Having some home made alive vinegar is a must have for any fermentation fanatic. You can help start any process, give it the right number of bacteria and use it to flavour a bit of anything. But follow one rule to make any vinegar really closely: with bad materials you will never be able to make a good vinegar.
– Pickled Cucumber
One of the exemples of using vinegar in a ferment is with manu’s pickles. He mixes a certain amount of vinegar with a salt mixture to create crunchy pickled cucumbers. Now that there is a difference between pickling and fermenting. When you pickle your main goal is to preserve the vegetable or fruit while not altering the taste within it. When you ferment you transform the taste and texture of the fruit and vegetable within. But it’s often a gray zone in between and you shouldn’t be to strict on these denominations.
Or also named Aspergillus oryzae is a fungi that is used in different kind of Asian ferments. You can find it to make Soy Sauce, Miso and Sake.

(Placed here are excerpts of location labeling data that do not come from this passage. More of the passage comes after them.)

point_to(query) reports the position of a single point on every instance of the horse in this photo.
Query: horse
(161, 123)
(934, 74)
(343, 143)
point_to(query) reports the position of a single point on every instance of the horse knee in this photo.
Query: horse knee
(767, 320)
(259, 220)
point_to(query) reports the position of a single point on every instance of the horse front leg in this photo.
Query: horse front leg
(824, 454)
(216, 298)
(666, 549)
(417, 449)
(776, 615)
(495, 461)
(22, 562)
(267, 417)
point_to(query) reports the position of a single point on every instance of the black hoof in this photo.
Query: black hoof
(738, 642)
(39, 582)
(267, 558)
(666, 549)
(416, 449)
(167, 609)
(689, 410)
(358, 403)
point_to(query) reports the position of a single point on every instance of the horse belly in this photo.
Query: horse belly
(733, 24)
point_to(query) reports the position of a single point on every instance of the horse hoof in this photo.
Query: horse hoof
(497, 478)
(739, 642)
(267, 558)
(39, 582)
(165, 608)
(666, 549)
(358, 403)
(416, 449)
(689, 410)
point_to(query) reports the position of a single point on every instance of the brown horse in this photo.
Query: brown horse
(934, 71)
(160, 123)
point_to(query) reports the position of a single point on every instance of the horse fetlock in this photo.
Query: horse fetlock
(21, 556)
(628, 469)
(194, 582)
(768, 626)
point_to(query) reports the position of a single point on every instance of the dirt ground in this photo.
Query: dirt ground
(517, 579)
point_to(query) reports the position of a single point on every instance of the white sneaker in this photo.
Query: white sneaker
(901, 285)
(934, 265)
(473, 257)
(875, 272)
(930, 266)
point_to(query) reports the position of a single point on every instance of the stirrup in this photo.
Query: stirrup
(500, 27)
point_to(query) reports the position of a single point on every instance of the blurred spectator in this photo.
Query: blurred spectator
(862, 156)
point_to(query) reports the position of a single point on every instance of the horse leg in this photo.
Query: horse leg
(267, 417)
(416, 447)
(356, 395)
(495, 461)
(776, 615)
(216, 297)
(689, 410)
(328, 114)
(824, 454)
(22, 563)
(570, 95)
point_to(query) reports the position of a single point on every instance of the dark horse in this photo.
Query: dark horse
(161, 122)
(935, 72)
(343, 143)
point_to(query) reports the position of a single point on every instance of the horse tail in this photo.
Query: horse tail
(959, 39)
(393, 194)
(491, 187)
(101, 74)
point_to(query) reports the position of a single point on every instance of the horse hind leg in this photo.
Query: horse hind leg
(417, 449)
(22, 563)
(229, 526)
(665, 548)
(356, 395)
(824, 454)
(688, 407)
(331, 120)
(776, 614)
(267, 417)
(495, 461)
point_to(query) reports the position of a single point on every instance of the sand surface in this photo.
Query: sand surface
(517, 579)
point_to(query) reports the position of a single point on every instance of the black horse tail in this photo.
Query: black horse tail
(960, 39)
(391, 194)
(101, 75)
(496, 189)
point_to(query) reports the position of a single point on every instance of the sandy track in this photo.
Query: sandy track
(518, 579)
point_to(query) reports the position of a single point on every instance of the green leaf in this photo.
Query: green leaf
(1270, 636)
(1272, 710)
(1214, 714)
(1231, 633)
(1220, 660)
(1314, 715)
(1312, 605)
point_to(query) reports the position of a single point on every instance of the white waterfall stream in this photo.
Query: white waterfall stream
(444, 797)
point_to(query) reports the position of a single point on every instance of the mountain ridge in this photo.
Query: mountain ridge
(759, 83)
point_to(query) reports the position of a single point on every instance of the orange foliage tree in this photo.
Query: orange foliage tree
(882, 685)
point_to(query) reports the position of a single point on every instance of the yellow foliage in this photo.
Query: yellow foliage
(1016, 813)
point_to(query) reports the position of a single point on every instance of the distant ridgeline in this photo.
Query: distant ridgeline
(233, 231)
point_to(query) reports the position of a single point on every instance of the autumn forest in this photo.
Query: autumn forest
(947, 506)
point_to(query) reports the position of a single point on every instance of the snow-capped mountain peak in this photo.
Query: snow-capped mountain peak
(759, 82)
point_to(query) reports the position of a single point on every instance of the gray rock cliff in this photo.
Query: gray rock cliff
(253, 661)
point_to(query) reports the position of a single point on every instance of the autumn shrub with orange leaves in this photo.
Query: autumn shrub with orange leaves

It’s best to compare it to Brettanomyces, a yeast type you find in certain beer (like Orval) that is at the same time really sensitive and omnipresent when you have it. The koji ritual in for example sake breweries is an art form and a strict process due to it’s nature. Today you are going to taste some tests I made using the Mead (fermented honey wine) process but adding koji instead of wine yeasts. This makes it a short process sparkling drink that needs to become more balanced.
Another wonderful taste bombe from Japan is Umeboshi. This lactofermentation of a specific kind of plume called Ume, creates a rich sour, salty, sweet taste that is close to an umami experience. Don’t take to much of it because it will take over the complete taste of any meal.
Last but not least. My favorite ferment at the moment: Miso. This technique is created by mixing koji rice, salt, a grain/bean type (commonly it’s soy beans) and let it ferment for minimum 8 weeks till 3 years. It’s such a good condiment to have laying around and to play with. From classic miso soup use, to bake cookies with, to flavour popcorn or use in curry. Note that cooking them will break down all the good probiotics, that’s why you put miso into your soup and not boil water with miso already in it!